Doctor Morgan-Vaughan could not but suspect this time that the trouble contained a marked element of "the psychological"; but it was an aspect of medicine that had always struck him as almost entirely unreal, and certainly as a therapeutic dead end, except for those resolved to mine it financially. He preferred to treat visibly physiological disturbances with acceptably physiological nostra. In the present case, he seriously thought of again calling in Doctor Oughtred, who had undoubtedly made a very real contribution in the earlier manifestation of the child's illness.

"Do you read the local paper, Mrs Parker?" asked Hilary, whiter than the sheets between which he lay.

"I don't get round to it," replied Mrs Parker, in her carefully uncommitted way. "We take it in. Mr Parker feels we should."

"Why does he feel that?"

"Well, you want to know what's going on around you, don't you?"

"Yes," said Hilary.

"Not that Mr Parker reads anything very much. Why should he, when he's got the wireless? The Advertiser just piles up in heaps till the waste people come for it from the hospital."

"What do they do with it at the hospital?"

"Pulp it, I believe. You've got to do what you can for charity, haven't you?"

"Bring me all the local papers in the heap, Mrs Parker. I'm ill too. It's just like the hospital."

"You couldn't read them," said Mrs Parker, as before; carefully not conceding.

"I could," said Hilary.

"How's that? You can't read."

"I can," said Hilary. "I can read anything. Well, almost anything. Bring me the papers, Mrs Parker."

She expressed no surprise that he should want to read something so boring even to her; nor did it seem to strike her that there might be anything significant in his demand. In fact, she could think of nothing to say; and as, in any case, she was always wary about what she let fall in the ambience of her employment, she left Hilary's room without one word more.

But, as much as three days later, Eileen had something to say when she brought him his midday meal (not a very imaginative one) and an assembly of pills.

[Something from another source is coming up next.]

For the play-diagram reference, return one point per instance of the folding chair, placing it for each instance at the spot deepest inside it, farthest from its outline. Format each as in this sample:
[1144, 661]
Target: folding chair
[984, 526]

"You are old-fashioned," remarked Eileen. "At least that's what Mrs Parker thinks."

"What d'you mean?" asked Hilary in a sulky tone, because he disliked Eileen.

"Asking for the Advertiser, when you can't even read it."

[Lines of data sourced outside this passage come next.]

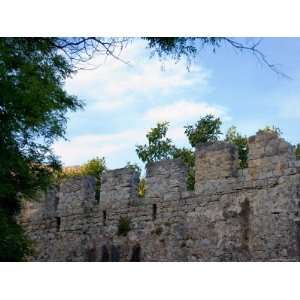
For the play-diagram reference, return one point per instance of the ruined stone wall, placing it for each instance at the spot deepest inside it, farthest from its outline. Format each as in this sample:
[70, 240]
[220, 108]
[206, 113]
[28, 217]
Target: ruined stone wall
[233, 215]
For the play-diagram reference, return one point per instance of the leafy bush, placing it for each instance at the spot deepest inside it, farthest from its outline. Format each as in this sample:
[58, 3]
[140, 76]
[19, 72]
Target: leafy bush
[93, 167]
[297, 151]
[142, 188]
[233, 137]
[207, 129]
[188, 157]
[271, 129]
[123, 226]
[14, 245]
[159, 147]
[133, 167]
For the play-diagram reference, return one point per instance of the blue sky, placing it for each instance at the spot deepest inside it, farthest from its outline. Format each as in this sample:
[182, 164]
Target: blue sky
[123, 101]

"I can read it," said Hilary.

"I know more than Mrs Parker knows," said Eileen. "It's that little girl, isn't it? Mary Rossiter, your little sweetheart."

Hilary said nothing.

"I've seen you together. I know. Not that I've told Mrs Parker."

"You haven't?"

"Not likely. Why should I tell her?"

Hilary considered that.

"She's a silly cow," said Eileen casually.

Hilary was clutching with both hands at the sheet. "Do you know what happened to Mary?" he asked, looking as far away from Eileen as he could look.

"Not exactly. She was interfered with, and mauled about. Bitten all over, they say, poor little thing. But it's been hushed up proper, and you'd better hurry and forget all about her. That's all you can do, isn't it?"